• Seminar Series 2013-2014: Ninth Seminar
    Matei ZahariaMatei Zaharia
    Databricks and MIT
    Date: Friday, July 4, 2014 at 2 pm.
    Location: AL 116
    Title: Making Big Data Interactive with Spark

    Abstract: The rapid growth in data volumes requires new computer systems that scale out across hundreds of machines. While early programming models, such as MapReduce, handled large-scale batch processing, the demands on these systems have also grown: in particular, users quickly needed to run (1) more interactive ad-hoc queries, (2) more complex multi-pass algorithms (e.g. machine learning), and (3) real-time processing on large data streams.

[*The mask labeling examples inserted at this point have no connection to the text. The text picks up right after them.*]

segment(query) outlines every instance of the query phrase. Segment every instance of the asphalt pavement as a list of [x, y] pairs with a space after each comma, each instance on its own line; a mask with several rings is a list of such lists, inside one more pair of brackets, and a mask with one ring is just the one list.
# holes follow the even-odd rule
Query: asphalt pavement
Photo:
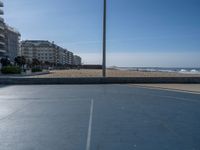
[[0, 86], [0, 150], [200, 150], [200, 95], [132, 85]]

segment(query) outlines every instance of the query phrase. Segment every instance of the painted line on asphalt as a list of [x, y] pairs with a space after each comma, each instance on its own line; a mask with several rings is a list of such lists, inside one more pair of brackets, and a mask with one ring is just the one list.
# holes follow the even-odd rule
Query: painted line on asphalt
[[90, 143], [91, 143], [91, 135], [92, 135], [93, 110], [94, 110], [94, 100], [92, 99], [91, 106], [90, 106], [90, 118], [89, 118], [89, 125], [88, 125], [86, 150], [90, 150], [90, 145], [91, 145]]

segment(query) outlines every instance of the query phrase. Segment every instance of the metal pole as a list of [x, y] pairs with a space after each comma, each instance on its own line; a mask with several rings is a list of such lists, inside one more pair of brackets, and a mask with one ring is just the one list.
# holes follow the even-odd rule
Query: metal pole
[[104, 0], [104, 10], [103, 10], [103, 77], [106, 77], [106, 4], [107, 1]]

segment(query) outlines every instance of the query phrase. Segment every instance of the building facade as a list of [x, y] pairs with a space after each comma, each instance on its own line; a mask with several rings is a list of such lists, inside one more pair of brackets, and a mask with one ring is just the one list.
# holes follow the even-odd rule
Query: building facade
[[21, 55], [29, 62], [38, 59], [40, 62], [54, 65], [73, 65], [73, 53], [54, 44], [54, 42], [27, 40], [21, 42]]
[[29, 62], [38, 59], [43, 63], [57, 64], [58, 60], [56, 46], [49, 41], [22, 41], [21, 55], [25, 56]]
[[20, 33], [6, 25], [5, 26], [5, 49], [6, 49], [6, 56], [14, 62], [15, 57], [20, 55], [20, 46], [19, 46], [19, 41], [20, 41]]
[[6, 49], [5, 49], [5, 23], [3, 19], [3, 2], [0, 1], [0, 58], [6, 56]]
[[74, 55], [74, 65], [81, 65], [81, 57], [80, 56], [77, 56], [77, 55]]

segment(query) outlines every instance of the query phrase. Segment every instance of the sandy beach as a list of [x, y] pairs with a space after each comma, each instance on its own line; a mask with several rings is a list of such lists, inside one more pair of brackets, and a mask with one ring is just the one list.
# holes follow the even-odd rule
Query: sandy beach
[[[101, 77], [102, 71], [97, 69], [52, 70], [49, 74], [32, 76], [33, 78], [65, 78], [65, 77]], [[170, 72], [145, 72], [107, 70], [107, 77], [200, 77], [200, 74], [183, 74]]]

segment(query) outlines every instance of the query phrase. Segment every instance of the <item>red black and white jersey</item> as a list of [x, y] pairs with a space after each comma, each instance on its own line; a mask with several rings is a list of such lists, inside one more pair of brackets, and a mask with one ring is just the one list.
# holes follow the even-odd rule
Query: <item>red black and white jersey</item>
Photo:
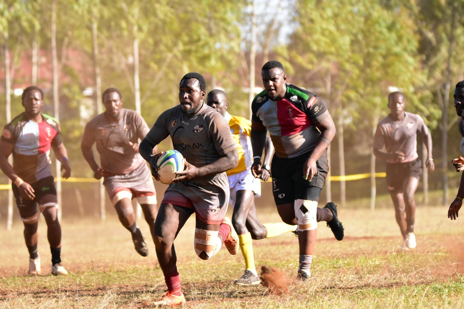
[[13, 169], [24, 181], [33, 183], [51, 176], [50, 148], [62, 143], [61, 132], [57, 120], [42, 114], [42, 121], [35, 122], [26, 117], [26, 113], [17, 116], [5, 126], [0, 139], [14, 145]]
[[321, 135], [314, 123], [329, 114], [318, 96], [291, 84], [286, 85], [287, 92], [282, 100], [272, 101], [264, 90], [251, 104], [252, 120], [267, 128], [276, 154], [282, 158], [312, 151]]

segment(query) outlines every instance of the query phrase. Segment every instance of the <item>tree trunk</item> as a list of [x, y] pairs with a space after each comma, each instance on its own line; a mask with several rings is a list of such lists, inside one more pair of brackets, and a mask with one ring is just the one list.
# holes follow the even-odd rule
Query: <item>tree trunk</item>
[[345, 181], [345, 149], [343, 147], [343, 117], [342, 113], [342, 103], [340, 103], [340, 112], [339, 113], [337, 124], [338, 136], [338, 160], [340, 166], [340, 205], [344, 207], [346, 202], [346, 184]]
[[250, 93], [248, 101], [250, 104], [248, 113], [249, 119], [251, 119], [251, 102], [255, 98], [255, 60], [256, 57], [256, 0], [252, 0], [253, 8], [251, 11], [251, 31], [250, 35]]
[[[59, 123], [59, 97], [58, 87], [58, 57], [57, 54], [57, 25], [56, 25], [56, 0], [52, 2], [52, 60], [53, 65], [53, 114], [55, 118]], [[63, 203], [61, 199], [61, 164], [56, 160], [57, 175], [57, 198], [58, 200], [58, 220], [61, 221], [63, 213]]]
[[[98, 40], [97, 20], [95, 16], [92, 16], [92, 41], [93, 46], [93, 64], [95, 73], [95, 107], [97, 114], [103, 111], [102, 107], [102, 76], [100, 73], [98, 63]], [[103, 185], [103, 178], [100, 180], [100, 216], [102, 221], [106, 220], [106, 208], [105, 205], [105, 187]]]
[[[372, 120], [372, 137], [375, 134], [379, 116], [375, 115]], [[371, 210], [375, 208], [375, 196], [377, 195], [377, 187], [375, 183], [375, 156], [373, 151], [371, 151]]]
[[39, 43], [35, 36], [32, 41], [32, 69], [31, 72], [31, 82], [32, 85], [37, 85], [39, 79]]
[[[4, 33], [5, 38], [5, 108], [6, 114], [6, 123], [11, 121], [11, 76], [10, 74], [11, 63], [10, 63], [10, 47], [8, 44], [8, 34]], [[8, 162], [13, 165], [12, 156], [8, 158]], [[8, 184], [11, 186], [11, 179], [8, 178]], [[13, 191], [11, 189], [8, 190], [8, 212], [6, 214], [6, 229], [11, 229], [13, 224]]]
[[[455, 7], [454, 9], [456, 8]], [[453, 55], [453, 44], [454, 42], [454, 29], [456, 24], [456, 10], [452, 9], [451, 14], [451, 28], [450, 33], [450, 45], [448, 50], [448, 61], [446, 68], [446, 82], [445, 86], [445, 98], [443, 100], [443, 113], [442, 121], [443, 131], [442, 134], [442, 168], [443, 171], [443, 205], [448, 205], [448, 101], [450, 99], [450, 88], [451, 84], [451, 57]]]

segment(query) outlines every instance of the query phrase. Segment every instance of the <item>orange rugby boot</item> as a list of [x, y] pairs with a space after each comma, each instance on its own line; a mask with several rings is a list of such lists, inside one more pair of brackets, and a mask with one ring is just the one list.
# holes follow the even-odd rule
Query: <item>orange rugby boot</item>
[[185, 304], [185, 297], [184, 294], [180, 292], [180, 295], [178, 296], [172, 294], [168, 291], [160, 299], [155, 303], [152, 303], [151, 307], [156, 306], [174, 306], [182, 305]]

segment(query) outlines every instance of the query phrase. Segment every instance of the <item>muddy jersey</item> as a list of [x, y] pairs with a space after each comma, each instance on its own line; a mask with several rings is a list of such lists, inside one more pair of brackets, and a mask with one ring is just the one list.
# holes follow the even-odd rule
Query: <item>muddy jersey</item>
[[5, 126], [1, 138], [14, 145], [13, 169], [29, 183], [52, 176], [50, 148], [62, 143], [57, 120], [44, 114], [42, 117], [41, 122], [35, 122], [27, 119], [23, 113]]
[[224, 118], [229, 123], [231, 132], [237, 145], [237, 151], [238, 153], [238, 163], [237, 166], [227, 171], [227, 176], [230, 176], [241, 173], [251, 167], [253, 151], [250, 139], [251, 122], [243, 117], [232, 116], [227, 112]]
[[223, 117], [203, 103], [194, 115], [185, 116], [180, 105], [160, 115], [146, 138], [158, 145], [168, 136], [174, 149], [197, 167], [211, 164], [237, 148]]
[[148, 126], [135, 111], [122, 108], [121, 113], [117, 121], [112, 121], [104, 113], [97, 115], [85, 126], [82, 137], [84, 144], [96, 143], [100, 165], [108, 176], [130, 173], [144, 162], [129, 142], [143, 139], [149, 131]]
[[[384, 145], [388, 152], [401, 151], [405, 154], [405, 159], [400, 163], [414, 161], [418, 158], [417, 133], [425, 137], [429, 135], [429, 129], [424, 120], [419, 115], [405, 112], [402, 120], [395, 121], [387, 116], [377, 125], [374, 135], [374, 148], [381, 149]], [[387, 159], [388, 163], [397, 163], [393, 159]]]
[[267, 128], [276, 154], [282, 158], [312, 151], [321, 135], [314, 124], [330, 115], [318, 96], [291, 84], [277, 102], [263, 91], [253, 100], [251, 110], [251, 119]]

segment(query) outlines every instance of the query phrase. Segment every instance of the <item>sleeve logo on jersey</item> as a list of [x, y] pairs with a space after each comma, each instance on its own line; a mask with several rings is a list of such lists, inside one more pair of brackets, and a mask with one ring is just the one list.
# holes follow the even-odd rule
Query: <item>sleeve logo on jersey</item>
[[9, 139], [11, 138], [11, 132], [5, 129], [3, 130], [3, 137]]
[[298, 103], [301, 103], [301, 100], [298, 98], [298, 97], [296, 95], [293, 95], [290, 97], [290, 100], [293, 101], [294, 102], [298, 102]]
[[52, 129], [49, 126], [47, 126], [45, 128], [45, 131], [47, 132], [47, 139], [50, 139], [52, 138]]
[[[309, 100], [309, 101], [308, 102], [308, 108], [310, 108], [315, 103], [316, 103], [316, 97], [315, 96], [313, 96]], [[319, 109], [318, 108], [318, 109]]]
[[198, 133], [203, 130], [203, 125], [198, 125], [193, 127], [193, 132]]

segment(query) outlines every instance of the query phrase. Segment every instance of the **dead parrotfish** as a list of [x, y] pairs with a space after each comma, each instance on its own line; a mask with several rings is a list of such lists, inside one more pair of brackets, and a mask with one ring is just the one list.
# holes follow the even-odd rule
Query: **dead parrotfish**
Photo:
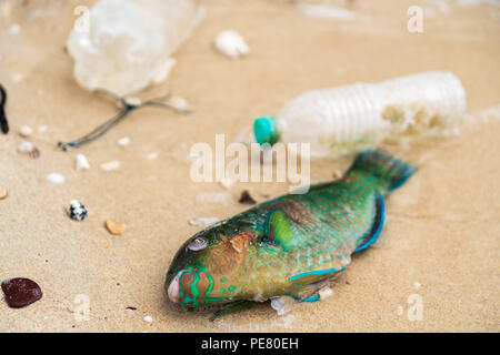
[[367, 150], [340, 180], [261, 203], [194, 234], [167, 273], [169, 300], [194, 308], [222, 305], [214, 316], [280, 296], [318, 301], [351, 254], [378, 239], [386, 196], [414, 172]]

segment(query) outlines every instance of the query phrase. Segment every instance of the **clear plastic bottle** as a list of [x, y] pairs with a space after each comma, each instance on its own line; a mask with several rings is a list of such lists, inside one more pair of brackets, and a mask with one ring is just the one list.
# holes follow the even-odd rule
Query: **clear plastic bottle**
[[460, 80], [433, 71], [308, 91], [278, 116], [256, 119], [253, 133], [260, 144], [307, 142], [311, 155], [331, 155], [402, 136], [450, 132], [464, 110]]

In this talk, we present a single programming model, resilient distributed datasets (RDDs), that supports all of these emerging workloads. RDDs form the basis of Apache Spark, an open source cluster computing system that supports real-time and sophisticated analytics on big data. Spark runs up to 100x faster than previous systems like Hadoop MapReduce, while offering clean, easy-to-use interfaces in Java, Scala and Python. Spark has quickly become the most active project in the Apache big data ecosystem, with over 100 developers contributing in the past year, and we will cover industry applications as well as the ideas behind the project.

    Biography: Matei Zaharia is an assistant professor at MIT and CTO at Databricks, the startup company commercializing Spark. He got his undergraduate degree at the University of Waterloo and then his PhD at UC Berkeley. While at Berkeley, Matei started Spark as a research project.